Blake did neither. He was blank, staring at his palm. The zigzag could be an S, he thought hazily. He had done something to change the way things should've been. He was used to that. He had redirected history often enough, usually from behind a gun. This was his own history though. This was personal. He had done something to alter it. He had done something so bad it had twisted his own fate. He remembered the room and the smell of her, and the crack of bones and the spatter of blood. He had done that.

And Jacobi knew that. Hell, everyone knew that, thanks to the boy scout and his damn book. Con man to the end.

"Give me one good reason not to put a bullet through your mystical third eye bullshit," he said, still not looking up.

"Waste of a bullet," Jacobi said, with a breathless little laugh. He looked old and defeated and frightened, and resigned to all three.

"Got that right," Blake chuckled miserably, then turned mocking. "Any way to get my zigzag back on track?" Jacobi's mouth quirked and he nodded to the Bible on the nightstand.

"It worked for me," he said, trying to smile. Blake did laugh at that, but it was a still a dark, unhappy sound, like a lonely hyena. He left, barely remembering to put his mask back on before anyone saw him.
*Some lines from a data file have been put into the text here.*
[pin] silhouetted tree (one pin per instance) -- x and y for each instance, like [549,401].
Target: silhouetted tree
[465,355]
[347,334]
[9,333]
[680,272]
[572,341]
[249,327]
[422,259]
He didn't believe in fate. How many times had he himself changed the course of history? If there was a fate wouldn't it have stopped him somehow? Wouldn't something have deflected those bullets? Wouldn't something have stopped him from hitting her? (the sweet waft of perfume completely out of place with the look of shock, the twist of pain, that splash of red across her face) If he had been meant to be with her, if she was supposed to have been his, wouldn't something have made that happen? Something would've made her say 'yes' or at least 'later' and something would've kept him from lashing out, stopped him from hurting her.

Nothing had. Fate was bullshit. Moloch's whole palm-reading stunt was bullshit. There wasn't anything out there to guide people, no greater destiny to carry them to where they were supposed to be. There was no 'supposed to'. There was nothing out there and no way around it but to bulldoze straight through. You could either take what you could or be struck down and bent over while someone stronger, probably someone you might've halfway trusted, ground your face into the table.

He stopped walking, his stomach lurching. He leaned against a wall. He was drunk, too drunk to be out in uniform. The weight of the things he knew, swirling with the booze, and Moloch's stupid power of suggestion wasn't helping.

She had looked over his shoulder at him. He had seen his own heartless grin reflected in her wide, prey-animal eyes, but hadn't remembered it until much later. Her face, smashed and bloody, and the heartbroken glow going out in the eyes under his own leering, laughing reflection. His stomach clenched hard, bending him over. He refocused on his hand, clinging to the brick wall.

He looked at his fist. There were lines across his knuckles too. They had been filled with blood and lipstick, outlining them in red. He opened it to look like at his palm again. The zigzag (the S?) passed by over the former life line one more time before it careened off into the fate line. Like a second chance. Like that afternoon, when things had gone right. If there had ever been a time he might've believed in fate, it would've been that day.

The truth was that he didn't deserve her anymore, not since that first zig. He had lost any right to be destined for her. Didn't matter anymore, he told himself, shuffling on. Even with the side trip, his life line had taken, it wasn't that long. Whether the bombs fell or Veidt pulled off his mass destruction, the end was coming soon enough.